Pero no lo asustó. Lo dejó sin aliento, excitado… y resuelto a tenerla.
Pero entonces ella desapareció. Fue como si el mundo hubiera sido plano y ella hubiera caído por el borde. No se había enterado de nada en esa irritante entrevista con lady Penwood. Y cuando interrogó a sus amigos y familiares, ninguno sabía absolutamente nada de una joven vestida con un traje plateado.
Había llegado sola y se había marchado sola, eso estaba claro. A todos los efectos, era como si ni siquiera existiera.
La había buscado en todos los bailes, fiestas y conciertos. Demonios, había asistido al doble de funciones sociales, con la sola esperanza de verla.
Pero siempre había vuelto a casa decepcionado.
Y llegó el momento en que decidió dejar de buscarla. Él era un hombre práctico y ya suponía que algún día sencillamente renunciaría. Y en cierto modo renunció. Al cabo de unos meses volvió a la costumbre de rechazar más invitaciones de las que aceptaba. Y otros pocos meses después descubrió que nuevamente era capaz de conocer a mujeres y no compararlas automáticamente con ella.
Pero no podía dejar de estar atento por si la veía. Tal vez no sentía la misma urgencia, pero siempre que asistía a un baile o tomaba asiento en una velada musical, se sorprendía paseando la mirada por la muchedumbre y aguzando los oídos por si escuchaba el timbre de su risa.
Ella estaba en alguna parte. Hacía tiempo que se había resignado al hecho de que no era probable que la encontrara, y llevaba más de un año sin buscarla activamente, pero…

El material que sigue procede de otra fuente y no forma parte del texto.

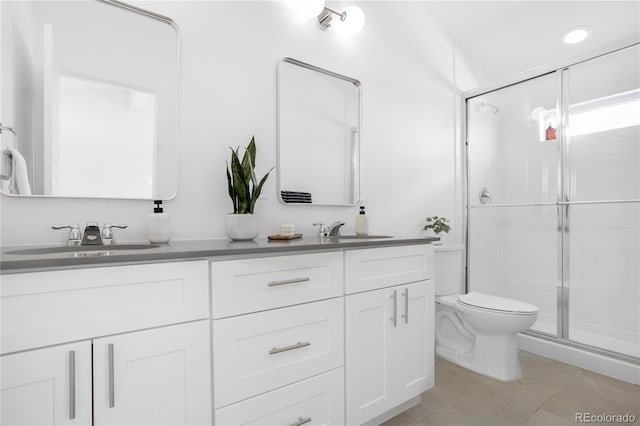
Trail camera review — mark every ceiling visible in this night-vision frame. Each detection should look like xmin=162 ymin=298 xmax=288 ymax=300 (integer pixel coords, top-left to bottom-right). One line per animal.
xmin=423 ymin=0 xmax=640 ymax=86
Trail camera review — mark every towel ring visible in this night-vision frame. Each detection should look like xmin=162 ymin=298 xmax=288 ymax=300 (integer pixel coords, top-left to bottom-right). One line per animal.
xmin=0 ymin=123 xmax=18 ymax=137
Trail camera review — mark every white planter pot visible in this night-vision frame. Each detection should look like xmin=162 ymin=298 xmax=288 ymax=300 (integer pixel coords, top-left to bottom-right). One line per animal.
xmin=226 ymin=214 xmax=258 ymax=241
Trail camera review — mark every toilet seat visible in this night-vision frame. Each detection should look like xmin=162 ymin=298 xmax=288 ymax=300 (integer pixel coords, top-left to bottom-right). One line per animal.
xmin=457 ymin=291 xmax=538 ymax=315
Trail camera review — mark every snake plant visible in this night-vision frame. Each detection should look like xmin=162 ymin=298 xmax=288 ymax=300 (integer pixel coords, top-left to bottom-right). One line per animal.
xmin=227 ymin=137 xmax=273 ymax=214
xmin=424 ymin=216 xmax=451 ymax=234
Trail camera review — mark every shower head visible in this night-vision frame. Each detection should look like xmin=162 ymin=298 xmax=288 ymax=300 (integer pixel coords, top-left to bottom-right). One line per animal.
xmin=480 ymin=102 xmax=500 ymax=114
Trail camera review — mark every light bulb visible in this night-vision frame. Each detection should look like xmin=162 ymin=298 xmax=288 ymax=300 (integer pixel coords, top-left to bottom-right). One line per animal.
xmin=332 ymin=6 xmax=364 ymax=35
xmin=291 ymin=0 xmax=324 ymax=18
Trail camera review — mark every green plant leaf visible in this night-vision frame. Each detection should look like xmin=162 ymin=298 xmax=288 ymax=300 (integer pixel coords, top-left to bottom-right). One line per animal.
xmin=231 ymin=149 xmax=250 ymax=214
xmin=246 ymin=136 xmax=256 ymax=167
xmin=249 ymin=167 xmax=274 ymax=213
xmin=226 ymin=163 xmax=238 ymax=213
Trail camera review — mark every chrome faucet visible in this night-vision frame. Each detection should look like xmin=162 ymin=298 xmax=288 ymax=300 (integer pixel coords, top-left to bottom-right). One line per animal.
xmin=102 ymin=223 xmax=127 ymax=246
xmin=82 ymin=222 xmax=102 ymax=246
xmin=51 ymin=222 xmax=127 ymax=246
xmin=51 ymin=223 xmax=82 ymax=246
xmin=313 ymin=221 xmax=344 ymax=238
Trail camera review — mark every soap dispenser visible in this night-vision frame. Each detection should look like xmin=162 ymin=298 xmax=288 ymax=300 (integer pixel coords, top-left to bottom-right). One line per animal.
xmin=147 ymin=200 xmax=171 ymax=244
xmin=356 ymin=206 xmax=369 ymax=235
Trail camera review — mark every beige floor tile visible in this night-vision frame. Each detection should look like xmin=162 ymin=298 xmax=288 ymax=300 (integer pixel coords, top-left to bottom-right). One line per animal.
xmin=522 ymin=409 xmax=576 ymax=426
xmin=542 ymin=371 xmax=640 ymax=421
xmin=405 ymin=375 xmax=466 ymax=422
xmin=380 ymin=413 xmax=414 ymax=426
xmin=385 ymin=352 xmax=640 ymax=426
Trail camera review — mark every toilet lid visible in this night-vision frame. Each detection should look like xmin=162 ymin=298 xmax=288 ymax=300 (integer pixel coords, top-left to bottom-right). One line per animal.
xmin=458 ymin=291 xmax=538 ymax=313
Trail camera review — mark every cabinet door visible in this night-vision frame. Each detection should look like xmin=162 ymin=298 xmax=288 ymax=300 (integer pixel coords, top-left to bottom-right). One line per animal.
xmin=93 ymin=320 xmax=211 ymax=425
xmin=345 ymin=288 xmax=400 ymax=425
xmin=0 ymin=341 xmax=91 ymax=426
xmin=396 ymin=281 xmax=434 ymax=404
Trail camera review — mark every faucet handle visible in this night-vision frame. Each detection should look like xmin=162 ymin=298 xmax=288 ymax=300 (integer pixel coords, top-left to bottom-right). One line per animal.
xmin=313 ymin=222 xmax=329 ymax=238
xmin=51 ymin=223 xmax=82 ymax=246
xmin=102 ymin=223 xmax=128 ymax=244
xmin=329 ymin=220 xmax=344 ymax=237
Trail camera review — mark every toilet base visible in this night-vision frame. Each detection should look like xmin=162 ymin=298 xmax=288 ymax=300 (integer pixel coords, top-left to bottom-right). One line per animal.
xmin=436 ymin=333 xmax=522 ymax=382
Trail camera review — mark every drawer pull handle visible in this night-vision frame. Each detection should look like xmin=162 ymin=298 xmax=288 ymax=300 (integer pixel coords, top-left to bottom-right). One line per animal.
xmin=269 ymin=342 xmax=311 ymax=354
xmin=269 ymin=277 xmax=311 ymax=287
xmin=69 ymin=351 xmax=76 ymax=420
xmin=290 ymin=417 xmax=311 ymax=426
xmin=389 ymin=290 xmax=398 ymax=327
xmin=402 ymin=288 xmax=409 ymax=324
xmin=107 ymin=343 xmax=116 ymax=408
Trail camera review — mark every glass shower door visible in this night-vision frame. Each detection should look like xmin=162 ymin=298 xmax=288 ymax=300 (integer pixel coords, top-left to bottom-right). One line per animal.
xmin=467 ymin=73 xmax=562 ymax=335
xmin=563 ymin=46 xmax=640 ymax=358
xmin=467 ymin=45 xmax=640 ymax=359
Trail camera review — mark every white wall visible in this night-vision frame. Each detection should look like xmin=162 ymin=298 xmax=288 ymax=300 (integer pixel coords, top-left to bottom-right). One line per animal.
xmin=1 ymin=1 xmax=462 ymax=245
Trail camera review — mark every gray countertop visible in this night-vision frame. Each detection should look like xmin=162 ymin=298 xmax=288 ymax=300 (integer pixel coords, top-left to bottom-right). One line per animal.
xmin=0 ymin=235 xmax=438 ymax=274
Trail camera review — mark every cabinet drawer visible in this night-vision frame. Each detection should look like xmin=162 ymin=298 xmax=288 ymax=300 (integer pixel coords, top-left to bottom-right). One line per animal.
xmin=215 ymin=368 xmax=344 ymax=426
xmin=345 ymin=244 xmax=433 ymax=294
xmin=213 ymin=298 xmax=344 ymax=408
xmin=211 ymin=252 xmax=343 ymax=318
xmin=0 ymin=260 xmax=209 ymax=353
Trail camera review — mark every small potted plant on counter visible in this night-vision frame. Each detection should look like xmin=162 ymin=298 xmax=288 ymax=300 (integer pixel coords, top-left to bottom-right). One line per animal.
xmin=226 ymin=137 xmax=273 ymax=240
xmin=424 ymin=216 xmax=451 ymax=244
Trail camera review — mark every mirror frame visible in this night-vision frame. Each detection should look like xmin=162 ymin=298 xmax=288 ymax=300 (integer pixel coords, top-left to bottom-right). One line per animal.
xmin=276 ymin=57 xmax=362 ymax=207
xmin=0 ymin=0 xmax=180 ymax=201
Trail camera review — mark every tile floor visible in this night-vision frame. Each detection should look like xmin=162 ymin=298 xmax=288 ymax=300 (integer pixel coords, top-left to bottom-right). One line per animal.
xmin=383 ymin=352 xmax=640 ymax=426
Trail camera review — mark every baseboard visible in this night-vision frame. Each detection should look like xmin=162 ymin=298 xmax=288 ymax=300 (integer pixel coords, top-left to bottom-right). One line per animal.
xmin=364 ymin=396 xmax=420 ymax=426
xmin=518 ymin=334 xmax=640 ymax=385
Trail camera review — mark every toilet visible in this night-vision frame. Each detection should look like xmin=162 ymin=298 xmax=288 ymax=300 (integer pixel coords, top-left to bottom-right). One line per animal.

Sonrió con tristeza. Simplemente no podría dejar de buscarla. De un modo extraño, eso se había convertido en parte de su ser. Su nombre era Benedict Bridgerton, tenía siete hermanos, era bastante hábil con una espada y en el dibujo, y siempre tenía los ojos bien abiertos por si veía a la única mujer que le había tocado el alma.

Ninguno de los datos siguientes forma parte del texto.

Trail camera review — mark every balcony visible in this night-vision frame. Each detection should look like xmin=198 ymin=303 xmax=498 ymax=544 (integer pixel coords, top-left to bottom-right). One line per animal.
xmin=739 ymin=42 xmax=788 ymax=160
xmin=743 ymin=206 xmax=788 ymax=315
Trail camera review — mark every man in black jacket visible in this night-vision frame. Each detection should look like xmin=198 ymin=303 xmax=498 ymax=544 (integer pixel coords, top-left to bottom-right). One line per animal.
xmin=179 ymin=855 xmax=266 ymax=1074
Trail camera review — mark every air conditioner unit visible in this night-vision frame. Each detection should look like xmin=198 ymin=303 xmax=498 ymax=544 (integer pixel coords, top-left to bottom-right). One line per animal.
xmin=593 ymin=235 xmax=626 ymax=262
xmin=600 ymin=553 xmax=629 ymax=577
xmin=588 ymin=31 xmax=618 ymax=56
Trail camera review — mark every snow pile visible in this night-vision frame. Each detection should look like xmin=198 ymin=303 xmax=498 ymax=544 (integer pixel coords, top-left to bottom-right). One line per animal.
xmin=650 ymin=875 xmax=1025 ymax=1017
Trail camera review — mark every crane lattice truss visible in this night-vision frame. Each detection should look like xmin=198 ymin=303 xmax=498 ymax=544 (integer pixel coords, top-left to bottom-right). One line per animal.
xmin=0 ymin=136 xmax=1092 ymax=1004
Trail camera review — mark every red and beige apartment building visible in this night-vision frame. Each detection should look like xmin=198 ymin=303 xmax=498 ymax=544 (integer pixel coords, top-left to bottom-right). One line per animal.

Seguía esperando, deseando, observando. Y aunque se decía que tal vez ya era hora de casarse, no lograba armarse del entusiasmo para hacerlo.
Porque, ¿y si ponía el anillo en el dedo de una mujer y al día siguiente la veía?

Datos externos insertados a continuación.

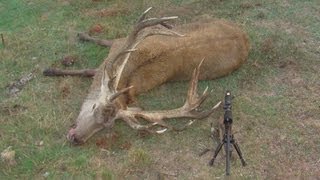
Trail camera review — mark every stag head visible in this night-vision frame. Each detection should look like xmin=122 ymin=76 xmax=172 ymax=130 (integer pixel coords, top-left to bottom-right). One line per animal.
xmin=67 ymin=8 xmax=220 ymax=144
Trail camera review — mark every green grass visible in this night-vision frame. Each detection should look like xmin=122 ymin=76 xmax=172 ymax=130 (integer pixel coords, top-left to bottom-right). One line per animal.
xmin=0 ymin=0 xmax=320 ymax=179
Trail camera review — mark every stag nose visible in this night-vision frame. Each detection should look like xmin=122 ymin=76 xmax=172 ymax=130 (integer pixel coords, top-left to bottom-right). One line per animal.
xmin=67 ymin=128 xmax=82 ymax=145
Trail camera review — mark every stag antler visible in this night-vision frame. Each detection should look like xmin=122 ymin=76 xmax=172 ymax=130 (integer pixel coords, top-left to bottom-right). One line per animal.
xmin=118 ymin=60 xmax=221 ymax=133
xmin=106 ymin=7 xmax=183 ymax=89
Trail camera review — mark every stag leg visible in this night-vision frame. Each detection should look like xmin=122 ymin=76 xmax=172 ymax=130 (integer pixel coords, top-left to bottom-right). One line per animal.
xmin=43 ymin=68 xmax=97 ymax=77
xmin=118 ymin=60 xmax=221 ymax=131
xmin=78 ymin=32 xmax=113 ymax=47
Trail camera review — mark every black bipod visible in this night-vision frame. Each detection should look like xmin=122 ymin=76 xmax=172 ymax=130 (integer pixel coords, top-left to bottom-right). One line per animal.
xmin=200 ymin=91 xmax=247 ymax=176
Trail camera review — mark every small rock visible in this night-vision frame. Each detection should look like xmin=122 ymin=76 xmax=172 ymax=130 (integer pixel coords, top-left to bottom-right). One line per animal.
xmin=61 ymin=55 xmax=77 ymax=66
xmin=42 ymin=172 xmax=50 ymax=178
xmin=1 ymin=146 xmax=17 ymax=166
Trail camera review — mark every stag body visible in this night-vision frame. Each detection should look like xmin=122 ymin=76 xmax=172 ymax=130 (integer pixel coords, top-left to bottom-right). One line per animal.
xmin=68 ymin=9 xmax=249 ymax=143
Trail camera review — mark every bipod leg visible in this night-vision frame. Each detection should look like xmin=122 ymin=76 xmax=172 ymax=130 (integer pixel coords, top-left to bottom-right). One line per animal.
xmin=209 ymin=140 xmax=224 ymax=166
xmin=225 ymin=131 xmax=233 ymax=176
xmin=199 ymin=148 xmax=211 ymax=156
xmin=233 ymin=141 xmax=247 ymax=166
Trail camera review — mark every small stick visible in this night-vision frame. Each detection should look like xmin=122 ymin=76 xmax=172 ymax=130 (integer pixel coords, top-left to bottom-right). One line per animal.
xmin=1 ymin=33 xmax=5 ymax=47
xmin=43 ymin=68 xmax=96 ymax=77
xmin=78 ymin=33 xmax=113 ymax=47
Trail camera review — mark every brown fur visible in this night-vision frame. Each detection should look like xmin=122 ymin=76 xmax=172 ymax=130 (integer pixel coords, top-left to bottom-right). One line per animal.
xmin=92 ymin=20 xmax=249 ymax=105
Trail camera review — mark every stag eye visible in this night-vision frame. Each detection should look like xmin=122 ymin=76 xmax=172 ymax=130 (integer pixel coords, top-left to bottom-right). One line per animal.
xmin=92 ymin=104 xmax=96 ymax=111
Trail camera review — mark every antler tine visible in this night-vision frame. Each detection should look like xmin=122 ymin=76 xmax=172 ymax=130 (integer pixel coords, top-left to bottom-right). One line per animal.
xmin=186 ymin=58 xmax=207 ymax=103
xmin=138 ymin=7 xmax=152 ymax=23
xmin=108 ymin=86 xmax=133 ymax=102
xmin=107 ymin=7 xmax=183 ymax=83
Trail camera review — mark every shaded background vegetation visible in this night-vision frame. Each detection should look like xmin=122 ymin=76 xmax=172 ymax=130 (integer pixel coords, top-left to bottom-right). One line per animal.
xmin=0 ymin=0 xmax=320 ymax=179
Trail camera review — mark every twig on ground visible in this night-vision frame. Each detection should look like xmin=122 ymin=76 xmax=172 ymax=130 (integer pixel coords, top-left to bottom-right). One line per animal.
xmin=78 ymin=32 xmax=113 ymax=47
xmin=1 ymin=33 xmax=6 ymax=47
xmin=8 ymin=73 xmax=34 ymax=96
xmin=43 ymin=68 xmax=96 ymax=77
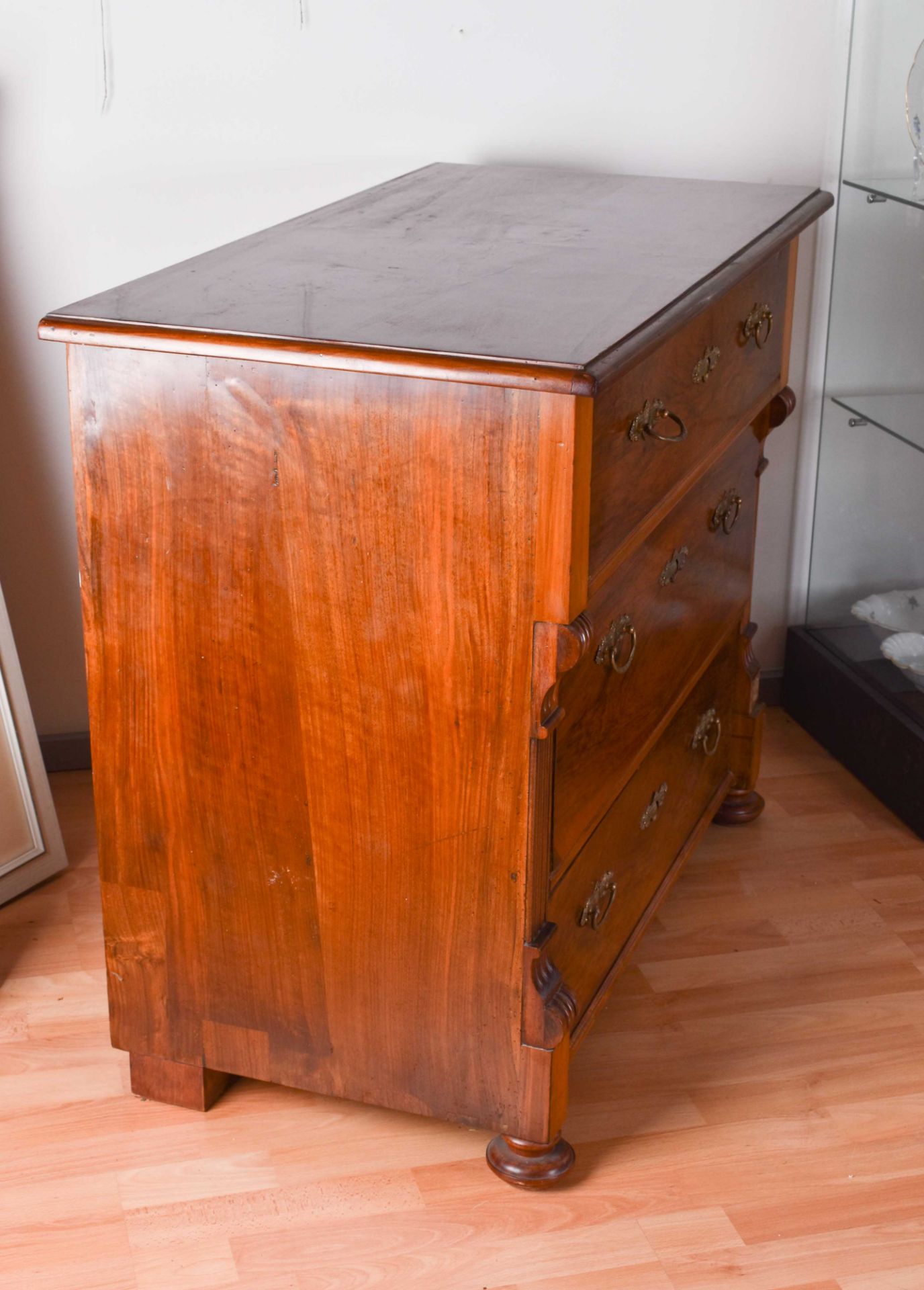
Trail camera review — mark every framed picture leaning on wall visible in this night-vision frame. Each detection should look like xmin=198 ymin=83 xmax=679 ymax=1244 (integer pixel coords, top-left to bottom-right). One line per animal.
xmin=0 ymin=591 xmax=67 ymax=904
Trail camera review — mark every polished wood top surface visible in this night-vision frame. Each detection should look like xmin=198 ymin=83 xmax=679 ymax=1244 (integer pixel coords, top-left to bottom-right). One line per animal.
xmin=42 ymin=164 xmax=831 ymax=369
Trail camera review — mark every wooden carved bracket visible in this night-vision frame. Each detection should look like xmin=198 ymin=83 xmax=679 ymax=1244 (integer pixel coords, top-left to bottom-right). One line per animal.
xmin=523 ymin=922 xmax=578 ymax=1049
xmin=754 ymin=386 xmax=795 ymax=475
xmin=533 ymin=614 xmax=594 ymax=739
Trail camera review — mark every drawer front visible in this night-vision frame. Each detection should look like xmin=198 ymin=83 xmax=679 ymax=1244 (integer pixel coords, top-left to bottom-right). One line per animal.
xmin=589 ymin=248 xmax=788 ymax=589
xmin=553 ymin=429 xmax=760 ymax=872
xmin=549 ymin=635 xmax=737 ymax=1017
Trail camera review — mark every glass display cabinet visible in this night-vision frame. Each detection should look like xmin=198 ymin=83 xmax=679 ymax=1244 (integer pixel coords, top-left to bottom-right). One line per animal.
xmin=784 ymin=0 xmax=924 ymax=836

Eso le rompería el corazón.
No, sería algo más que eso: le destrozaría el alma.
Exhaló un suspiro de alivio cuando divisó el pueblo de Rosemeade. Eso significaba que estaba a cinco minutos de su casa y, bueno, no veía las horas de zambullirse en una bañera con agua caliente.
Miró a la señorita Beckett. Ella también estaba tiritando, pero, pensó bastante admirado, no había emitido ni la más mínima queja. Trató de buscar entre las mujeres que conocía a alguna que hubiera hecho frente a los elementos con tanta fortaleza, y no encontró ninguna. Incluso su hermana Daphne, que era valiente como nadie, ya habría estado aullando por el frío.